Study of case records found it staved off signs of the disease by more than four years
WEDNESDAY, Nov. 6, 2013 (HealthDay News) -- Speaking two languages may help delay the damage of dementia, a new study suggests.
Researchers found that people who were bilingual did not show the signs of three types of dementia, including Alzheimer's disease, for more than four years longer than those who spoke only one language.
The report was published online Nov. 6 in the journal Neurology.
"Bilingualism can be seen as a successful brain training, contributing to cognitive reserve, which can help delay dementia," said study co-author Dr. Thomas Bak, a lecturer at the Center for Cognitive Aging and Cognitive Epidemiology at the University of Edinburgh in Scotland.
Cognitive reserve is the ability of the brain to keep functioning normally despite significant disease or injury, explained Stephen Rao, a neuropsychologist at Cleveland Clinic's Lou Ruvo Center for Brain Health. "It has been understood that this capacity is influenced by education, higher occupational status, engagement in higher order cognitive [thinking] activities, and now bilingualism," Rao said.
People with a greater cognitive reserve experience the onset of dementia later in life than people with less reserve.

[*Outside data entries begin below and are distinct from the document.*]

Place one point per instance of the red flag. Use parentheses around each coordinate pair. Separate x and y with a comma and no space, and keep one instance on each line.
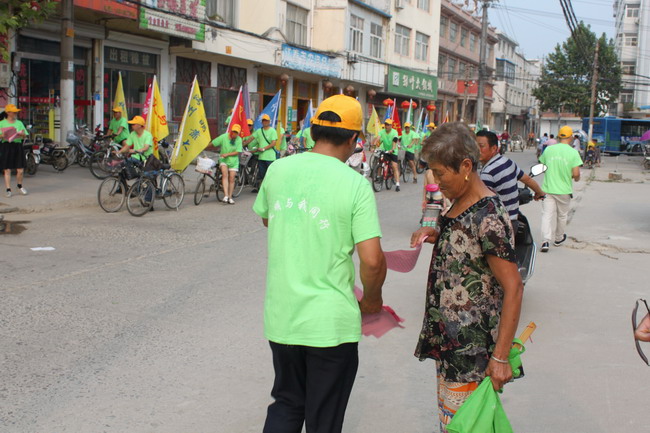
(239,116)
(397,125)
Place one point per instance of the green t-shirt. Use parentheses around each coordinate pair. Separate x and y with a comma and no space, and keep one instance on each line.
(140,143)
(386,140)
(560,160)
(229,146)
(407,140)
(313,227)
(114,126)
(271,135)
(18,125)
(308,142)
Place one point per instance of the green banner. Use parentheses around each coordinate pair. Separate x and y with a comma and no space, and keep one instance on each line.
(411,83)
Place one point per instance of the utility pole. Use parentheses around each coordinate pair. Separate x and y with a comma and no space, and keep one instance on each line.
(67,68)
(482,67)
(594,81)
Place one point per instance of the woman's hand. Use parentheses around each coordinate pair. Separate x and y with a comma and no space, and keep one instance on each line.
(430,233)
(499,373)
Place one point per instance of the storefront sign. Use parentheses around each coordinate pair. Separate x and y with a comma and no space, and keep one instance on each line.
(120,56)
(308,61)
(113,7)
(411,83)
(166,16)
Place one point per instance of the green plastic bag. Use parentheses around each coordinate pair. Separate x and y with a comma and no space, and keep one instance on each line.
(481,413)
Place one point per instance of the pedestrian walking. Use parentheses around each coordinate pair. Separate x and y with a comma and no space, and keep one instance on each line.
(563,163)
(230,145)
(474,289)
(502,174)
(318,212)
(12,156)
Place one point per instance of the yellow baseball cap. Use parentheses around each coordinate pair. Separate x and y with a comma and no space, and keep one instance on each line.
(347,108)
(565,132)
(137,120)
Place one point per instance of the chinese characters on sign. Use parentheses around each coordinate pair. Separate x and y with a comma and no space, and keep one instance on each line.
(412,83)
(308,61)
(153,16)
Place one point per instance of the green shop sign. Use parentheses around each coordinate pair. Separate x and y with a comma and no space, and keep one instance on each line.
(410,83)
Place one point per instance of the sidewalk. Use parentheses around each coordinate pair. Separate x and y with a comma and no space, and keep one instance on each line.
(49,190)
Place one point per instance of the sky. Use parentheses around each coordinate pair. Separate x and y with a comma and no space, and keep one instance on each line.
(539,25)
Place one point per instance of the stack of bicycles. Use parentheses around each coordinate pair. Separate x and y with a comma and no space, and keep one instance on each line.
(147,186)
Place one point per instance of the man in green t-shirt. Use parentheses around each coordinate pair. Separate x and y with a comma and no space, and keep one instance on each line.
(317,211)
(265,137)
(230,144)
(118,127)
(563,163)
(410,140)
(388,139)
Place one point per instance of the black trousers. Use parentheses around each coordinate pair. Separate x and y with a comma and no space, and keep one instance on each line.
(312,386)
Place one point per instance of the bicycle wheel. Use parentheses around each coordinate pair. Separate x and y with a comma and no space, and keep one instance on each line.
(173,190)
(111,194)
(140,196)
(199,191)
(377,174)
(99,165)
(239,184)
(406,171)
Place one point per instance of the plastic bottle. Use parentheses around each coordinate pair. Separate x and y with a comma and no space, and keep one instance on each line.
(433,207)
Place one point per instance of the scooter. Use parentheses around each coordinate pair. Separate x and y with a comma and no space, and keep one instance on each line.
(525,247)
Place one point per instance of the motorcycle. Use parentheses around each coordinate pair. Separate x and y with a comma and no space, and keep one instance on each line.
(525,247)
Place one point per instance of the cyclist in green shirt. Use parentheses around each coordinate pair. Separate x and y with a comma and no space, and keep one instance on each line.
(410,140)
(230,144)
(388,140)
(118,127)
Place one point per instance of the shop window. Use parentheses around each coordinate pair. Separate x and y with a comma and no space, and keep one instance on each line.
(187,69)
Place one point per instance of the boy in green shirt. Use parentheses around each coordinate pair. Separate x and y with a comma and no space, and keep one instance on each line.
(317,211)
(230,144)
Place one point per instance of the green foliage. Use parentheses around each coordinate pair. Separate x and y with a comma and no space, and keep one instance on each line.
(565,82)
(23,13)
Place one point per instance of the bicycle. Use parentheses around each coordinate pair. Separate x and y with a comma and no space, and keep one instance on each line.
(382,173)
(141,195)
(111,193)
(216,185)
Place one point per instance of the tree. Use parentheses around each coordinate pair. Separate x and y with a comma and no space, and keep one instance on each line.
(565,82)
(15,14)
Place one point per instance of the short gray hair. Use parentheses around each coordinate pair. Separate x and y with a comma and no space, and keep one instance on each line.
(450,144)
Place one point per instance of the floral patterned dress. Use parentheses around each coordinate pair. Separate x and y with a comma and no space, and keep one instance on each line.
(464,299)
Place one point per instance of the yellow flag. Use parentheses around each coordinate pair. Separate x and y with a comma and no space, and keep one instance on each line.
(373,126)
(193,135)
(156,119)
(119,101)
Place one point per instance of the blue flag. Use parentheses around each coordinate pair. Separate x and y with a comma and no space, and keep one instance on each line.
(272,110)
(310,113)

As a result, the impact of dementia will be less apparent for longer in people with greater reserve capacity, as thinking and memory functions are able to carry on even with the loss of brain cells.

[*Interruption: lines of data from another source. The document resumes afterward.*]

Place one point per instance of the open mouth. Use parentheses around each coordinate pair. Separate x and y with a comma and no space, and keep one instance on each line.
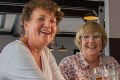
(45,32)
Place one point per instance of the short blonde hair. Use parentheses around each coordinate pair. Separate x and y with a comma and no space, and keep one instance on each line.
(91,28)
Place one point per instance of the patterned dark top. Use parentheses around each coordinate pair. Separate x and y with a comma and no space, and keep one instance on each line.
(75,67)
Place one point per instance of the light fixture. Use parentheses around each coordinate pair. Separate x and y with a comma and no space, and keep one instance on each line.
(90,16)
(62,48)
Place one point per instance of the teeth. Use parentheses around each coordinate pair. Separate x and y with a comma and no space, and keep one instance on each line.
(47,32)
(92,47)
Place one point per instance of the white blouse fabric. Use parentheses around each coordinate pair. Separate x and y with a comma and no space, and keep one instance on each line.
(17,63)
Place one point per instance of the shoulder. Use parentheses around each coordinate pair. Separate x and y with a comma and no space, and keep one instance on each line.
(13,46)
(109,60)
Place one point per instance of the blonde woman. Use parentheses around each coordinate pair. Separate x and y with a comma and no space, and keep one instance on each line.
(91,39)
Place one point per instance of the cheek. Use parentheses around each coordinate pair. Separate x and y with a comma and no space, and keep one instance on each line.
(54,29)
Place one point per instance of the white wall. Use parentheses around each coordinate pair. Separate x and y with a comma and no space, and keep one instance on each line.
(66,41)
(114,18)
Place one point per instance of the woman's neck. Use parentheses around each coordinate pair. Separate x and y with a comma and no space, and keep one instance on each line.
(35,52)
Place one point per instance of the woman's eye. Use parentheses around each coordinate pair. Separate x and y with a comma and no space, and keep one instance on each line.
(41,19)
(52,21)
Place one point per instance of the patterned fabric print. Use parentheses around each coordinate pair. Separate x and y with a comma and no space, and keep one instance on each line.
(75,67)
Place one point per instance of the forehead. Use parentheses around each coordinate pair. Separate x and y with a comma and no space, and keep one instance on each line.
(39,11)
(90,30)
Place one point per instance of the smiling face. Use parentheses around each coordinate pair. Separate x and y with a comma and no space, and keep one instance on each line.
(41,28)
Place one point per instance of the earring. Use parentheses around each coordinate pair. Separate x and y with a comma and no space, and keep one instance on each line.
(26,35)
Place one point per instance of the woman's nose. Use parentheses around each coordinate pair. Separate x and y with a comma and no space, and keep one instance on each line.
(47,23)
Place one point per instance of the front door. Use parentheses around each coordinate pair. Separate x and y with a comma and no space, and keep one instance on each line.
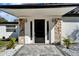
(39,28)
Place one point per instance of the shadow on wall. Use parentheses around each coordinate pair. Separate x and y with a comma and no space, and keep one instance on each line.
(74,35)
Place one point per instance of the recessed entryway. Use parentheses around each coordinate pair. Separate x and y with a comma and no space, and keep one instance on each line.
(39,29)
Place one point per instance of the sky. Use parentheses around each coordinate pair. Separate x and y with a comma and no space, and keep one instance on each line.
(7,16)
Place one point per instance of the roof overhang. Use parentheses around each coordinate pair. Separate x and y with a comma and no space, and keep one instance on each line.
(39,11)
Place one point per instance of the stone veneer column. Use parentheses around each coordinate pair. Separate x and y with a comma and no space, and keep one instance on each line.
(57,30)
(21,31)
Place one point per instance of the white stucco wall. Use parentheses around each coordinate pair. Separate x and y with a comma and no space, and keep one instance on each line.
(27,30)
(70,27)
(7,34)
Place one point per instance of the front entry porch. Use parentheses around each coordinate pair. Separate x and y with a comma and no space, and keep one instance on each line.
(41,30)
(39,50)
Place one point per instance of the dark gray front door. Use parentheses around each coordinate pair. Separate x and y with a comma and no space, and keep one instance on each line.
(39,31)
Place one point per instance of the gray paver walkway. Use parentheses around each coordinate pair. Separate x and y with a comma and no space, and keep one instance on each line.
(38,50)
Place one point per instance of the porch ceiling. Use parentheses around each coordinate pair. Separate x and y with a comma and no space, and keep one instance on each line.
(39,12)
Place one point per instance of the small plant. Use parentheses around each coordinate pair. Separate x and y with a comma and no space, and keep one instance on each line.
(11,43)
(67,42)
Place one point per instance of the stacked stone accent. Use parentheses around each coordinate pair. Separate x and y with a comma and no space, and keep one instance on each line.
(21,30)
(57,30)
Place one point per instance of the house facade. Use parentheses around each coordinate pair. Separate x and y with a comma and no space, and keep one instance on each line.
(45,24)
(8,29)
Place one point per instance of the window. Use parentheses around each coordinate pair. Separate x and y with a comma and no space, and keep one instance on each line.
(31,30)
(10,28)
(47,30)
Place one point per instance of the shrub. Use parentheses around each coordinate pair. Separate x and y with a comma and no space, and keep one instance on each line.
(11,43)
(67,42)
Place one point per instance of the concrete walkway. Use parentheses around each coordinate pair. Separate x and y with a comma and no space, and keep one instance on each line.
(38,50)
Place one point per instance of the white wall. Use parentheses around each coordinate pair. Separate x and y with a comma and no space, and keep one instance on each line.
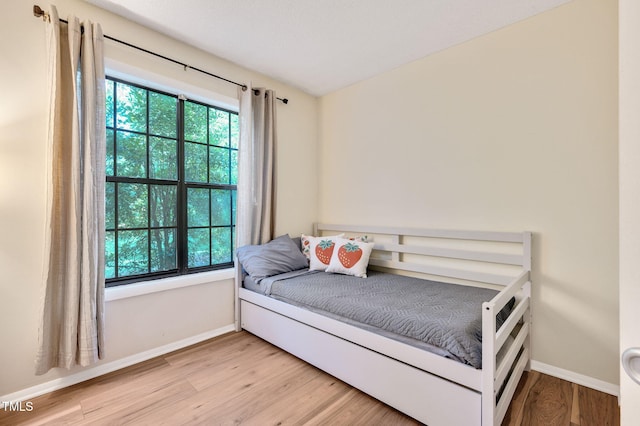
(134,325)
(515,130)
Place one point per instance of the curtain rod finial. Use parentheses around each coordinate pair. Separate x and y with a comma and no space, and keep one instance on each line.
(39,13)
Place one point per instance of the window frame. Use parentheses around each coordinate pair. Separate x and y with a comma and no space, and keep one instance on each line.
(181,185)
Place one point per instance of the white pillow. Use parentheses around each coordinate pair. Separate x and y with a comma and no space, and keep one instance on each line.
(350,257)
(321,251)
(305,243)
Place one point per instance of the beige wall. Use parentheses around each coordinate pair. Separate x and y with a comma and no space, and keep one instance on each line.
(515,130)
(136,324)
(629,14)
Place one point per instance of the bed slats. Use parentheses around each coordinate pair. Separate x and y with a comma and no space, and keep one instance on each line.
(461,274)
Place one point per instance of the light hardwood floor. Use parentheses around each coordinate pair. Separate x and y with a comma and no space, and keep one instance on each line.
(240,379)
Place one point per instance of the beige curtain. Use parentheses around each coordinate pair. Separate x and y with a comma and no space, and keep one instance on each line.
(256,166)
(71,332)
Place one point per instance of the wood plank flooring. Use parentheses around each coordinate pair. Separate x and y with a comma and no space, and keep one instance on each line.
(240,379)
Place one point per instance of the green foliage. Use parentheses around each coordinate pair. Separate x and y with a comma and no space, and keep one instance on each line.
(142,218)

Bak noted that the effect that speaking two languages had in delaying dementia had nothing to do with the level of education of the participants, but may well be another aspect of cognitive reserve.
"The fact that bilingual advantage is not caused by any differences in education is confirmed by the fact that it was also found in illiterates, who have never attended any school," he said.
Another expert agreed.
"This looks to me like a specific effect of language training and plasticity over and above the well-known effect of education," said Dr. Sam Gandy, director of the Mount Sinai Center for Cognitive Health in New York City.
This is reminiscent of the benefit of social engagement that is over and above that of education and mental stimulation, Gandy pointed out.
"This illustrates that there may yet be many ways to help stave off dementia, once we have sufficient ways to stimulate the brain," Gandy said.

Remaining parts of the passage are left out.